Purchasing your first kettlebell
First of all...what is a kettlebell?
Kettlebell (KB): A weight that looks like a cannonball with a handle, usually denoted in kilograms. We can thank the Russian military for this little gem. It’s an entire full-body gym contained inside an iron-clad purse, if you will.
It is the single most versatile tool for a total body workout that you will find, which is why I recommend purchasing a mid-sized bell for your own home. The options are endless as to what you can do with this thing, plus it makes a great doorstop.
Purchasing Your Own Bell
Selecting a kettlebell is highly individual and can vary greatly depending on a person’s size, strength level and experience.
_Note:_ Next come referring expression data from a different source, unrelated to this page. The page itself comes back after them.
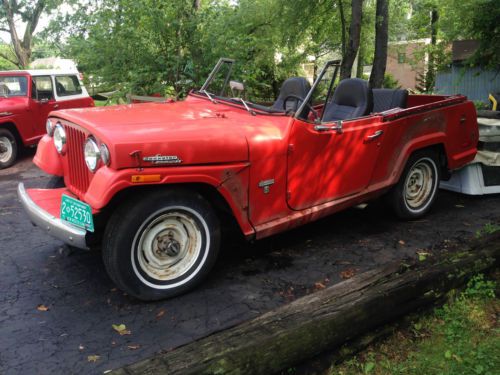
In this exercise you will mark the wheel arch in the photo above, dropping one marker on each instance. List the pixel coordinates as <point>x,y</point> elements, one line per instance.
<point>229,215</point>
<point>11,126</point>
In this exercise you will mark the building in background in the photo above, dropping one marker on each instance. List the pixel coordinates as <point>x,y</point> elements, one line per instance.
<point>473,82</point>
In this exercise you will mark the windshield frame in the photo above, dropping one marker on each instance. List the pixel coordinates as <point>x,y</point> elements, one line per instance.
<point>19,76</point>
<point>307,99</point>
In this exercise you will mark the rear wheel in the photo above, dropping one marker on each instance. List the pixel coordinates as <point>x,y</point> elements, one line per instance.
<point>8,148</point>
<point>162,245</point>
<point>416,190</point>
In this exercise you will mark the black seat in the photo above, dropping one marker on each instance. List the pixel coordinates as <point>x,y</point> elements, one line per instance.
<point>352,98</point>
<point>297,86</point>
<point>385,99</point>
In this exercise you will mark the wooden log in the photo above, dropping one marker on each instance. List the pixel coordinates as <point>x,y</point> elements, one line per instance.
<point>325,319</point>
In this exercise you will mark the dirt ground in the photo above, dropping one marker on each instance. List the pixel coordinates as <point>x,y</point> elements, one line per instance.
<point>75,334</point>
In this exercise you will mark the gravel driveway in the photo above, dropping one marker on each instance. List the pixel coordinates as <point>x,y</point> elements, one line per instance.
<point>57,306</point>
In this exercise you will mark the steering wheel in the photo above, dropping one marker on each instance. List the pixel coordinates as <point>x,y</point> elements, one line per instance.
<point>299,99</point>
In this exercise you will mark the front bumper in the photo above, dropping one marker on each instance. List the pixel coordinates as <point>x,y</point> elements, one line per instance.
<point>57,228</point>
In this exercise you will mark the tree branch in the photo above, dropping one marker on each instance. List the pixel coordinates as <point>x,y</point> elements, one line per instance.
<point>9,59</point>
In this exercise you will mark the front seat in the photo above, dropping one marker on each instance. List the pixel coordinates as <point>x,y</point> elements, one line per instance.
<point>385,99</point>
<point>297,86</point>
<point>352,98</point>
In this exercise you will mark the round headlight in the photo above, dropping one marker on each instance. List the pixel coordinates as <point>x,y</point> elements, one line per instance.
<point>91,153</point>
<point>106,159</point>
<point>49,127</point>
<point>59,137</point>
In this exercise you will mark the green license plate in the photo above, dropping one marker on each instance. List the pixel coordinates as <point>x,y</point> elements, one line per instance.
<point>77,213</point>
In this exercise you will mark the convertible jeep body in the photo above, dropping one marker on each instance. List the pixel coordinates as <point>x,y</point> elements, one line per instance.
<point>156,184</point>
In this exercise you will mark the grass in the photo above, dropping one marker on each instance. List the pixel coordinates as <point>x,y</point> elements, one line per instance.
<point>462,337</point>
<point>488,228</point>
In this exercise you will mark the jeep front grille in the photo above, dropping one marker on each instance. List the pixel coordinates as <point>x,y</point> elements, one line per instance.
<point>79,175</point>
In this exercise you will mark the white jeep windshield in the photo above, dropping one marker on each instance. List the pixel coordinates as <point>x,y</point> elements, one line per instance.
<point>13,86</point>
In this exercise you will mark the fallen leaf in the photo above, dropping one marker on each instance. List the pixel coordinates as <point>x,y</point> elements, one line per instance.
<point>121,329</point>
<point>347,274</point>
<point>422,255</point>
<point>93,358</point>
<point>319,286</point>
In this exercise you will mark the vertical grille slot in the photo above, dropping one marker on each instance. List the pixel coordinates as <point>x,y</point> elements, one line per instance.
<point>78,173</point>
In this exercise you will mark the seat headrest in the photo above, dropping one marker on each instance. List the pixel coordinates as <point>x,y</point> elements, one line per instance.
<point>352,98</point>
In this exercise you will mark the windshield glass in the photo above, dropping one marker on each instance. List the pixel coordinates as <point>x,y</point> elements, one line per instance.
<point>220,85</point>
<point>13,86</point>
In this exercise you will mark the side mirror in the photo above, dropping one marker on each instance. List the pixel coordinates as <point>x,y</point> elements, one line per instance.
<point>238,87</point>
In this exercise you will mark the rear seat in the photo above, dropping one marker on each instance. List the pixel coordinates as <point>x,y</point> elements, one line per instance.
<point>385,99</point>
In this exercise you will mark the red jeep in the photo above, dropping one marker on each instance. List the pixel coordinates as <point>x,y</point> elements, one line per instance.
<point>154,182</point>
<point>26,98</point>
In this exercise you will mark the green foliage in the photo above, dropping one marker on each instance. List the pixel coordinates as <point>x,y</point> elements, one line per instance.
<point>489,228</point>
<point>460,338</point>
<point>390,82</point>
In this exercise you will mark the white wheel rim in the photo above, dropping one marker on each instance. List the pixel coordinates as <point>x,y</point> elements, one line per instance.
<point>5,149</point>
<point>420,185</point>
<point>176,229</point>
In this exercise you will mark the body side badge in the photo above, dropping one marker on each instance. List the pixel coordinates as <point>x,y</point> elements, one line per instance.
<point>265,184</point>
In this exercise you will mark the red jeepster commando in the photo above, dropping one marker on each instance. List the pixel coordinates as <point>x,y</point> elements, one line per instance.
<point>153,183</point>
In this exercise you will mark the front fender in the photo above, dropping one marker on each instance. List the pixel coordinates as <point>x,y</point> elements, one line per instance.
<point>230,180</point>
<point>47,158</point>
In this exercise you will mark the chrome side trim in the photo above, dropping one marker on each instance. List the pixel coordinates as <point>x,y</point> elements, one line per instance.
<point>57,228</point>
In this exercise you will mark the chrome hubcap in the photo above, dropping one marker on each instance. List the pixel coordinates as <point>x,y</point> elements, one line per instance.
<point>169,246</point>
<point>5,149</point>
<point>419,184</point>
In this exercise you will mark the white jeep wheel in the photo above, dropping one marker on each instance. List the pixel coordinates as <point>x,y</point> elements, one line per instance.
<point>162,245</point>
<point>417,188</point>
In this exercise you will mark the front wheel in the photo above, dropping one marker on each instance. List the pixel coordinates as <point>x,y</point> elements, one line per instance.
<point>8,148</point>
<point>162,245</point>
<point>416,190</point>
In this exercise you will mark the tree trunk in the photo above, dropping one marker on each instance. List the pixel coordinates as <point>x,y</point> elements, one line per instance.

However, if you are interested in purchasing your first kettlebell for your own home, my advice is to go for a mid-sized bell that is light enough for one arm work, but heavy enough for high volume of swings and squats.
My suggestions are as follows (1 kilogram = 2.2 pounds):
Beginner 12kg - 14kg
Intermediate 14kg - 16kg
Advanced 16kg - 20kg
For most women who have experience with bells, I would recommend starting with a 14kg or 16kg. It’s a solid choice for a mid-sized bell. It might feel a little light for two-handed swings, but it should be a decent amount of challenge for one-arm work. I worked with a 16kg in my own home for 2 years and was always able to get a great full body workout.
Beginner 14kg - 16kg
Intermediate 18kg - 20kg
Advanced 22kg - 24kg
For men with experience, an 18kg or 20kg should be a good starter bell.
When I teach the two handed kettlebell swing, I tell my clients that learning to swing with a bell that is too light is like learning to pitch with a whiffle ball.
You can load up the arm all you want, wind and throw as hard as you can, only to see the whiffle ball whither to the ground and die 2 feet in front of you. Obviously, this doesn't help instruct the mechanics of the pitch very well.
However, if you were to throw a baseball, imagine the weight of the ball in your hand. You would learn much more about the force needed to throw the ball because you are receiving more feedback from the weight. Got it?
Learning to swing is no different. Oftentimes we end up doing far more work than we need to if we are learning to swing with a bell that is too light. Of course, we want to ensure great form and the ability to create tension in our body in the kettlebell deadlift first before graduating to a swing, but once we have our technique on lockdown, loading up a swing with an moderately-sized bell can teach us more about the mechanics of the swing than if we were to stick with something too light. Be brave within reason with your selection!
Again, bell size greatly depends on your strength, weight and experience, and is also dependent upon the exercise you are doing. For instance, you would want to choose something heavier for KB Deadlifts, but something lighter for 1 arm rows. This is just meant as a general guideline, so always choose what feels best to you.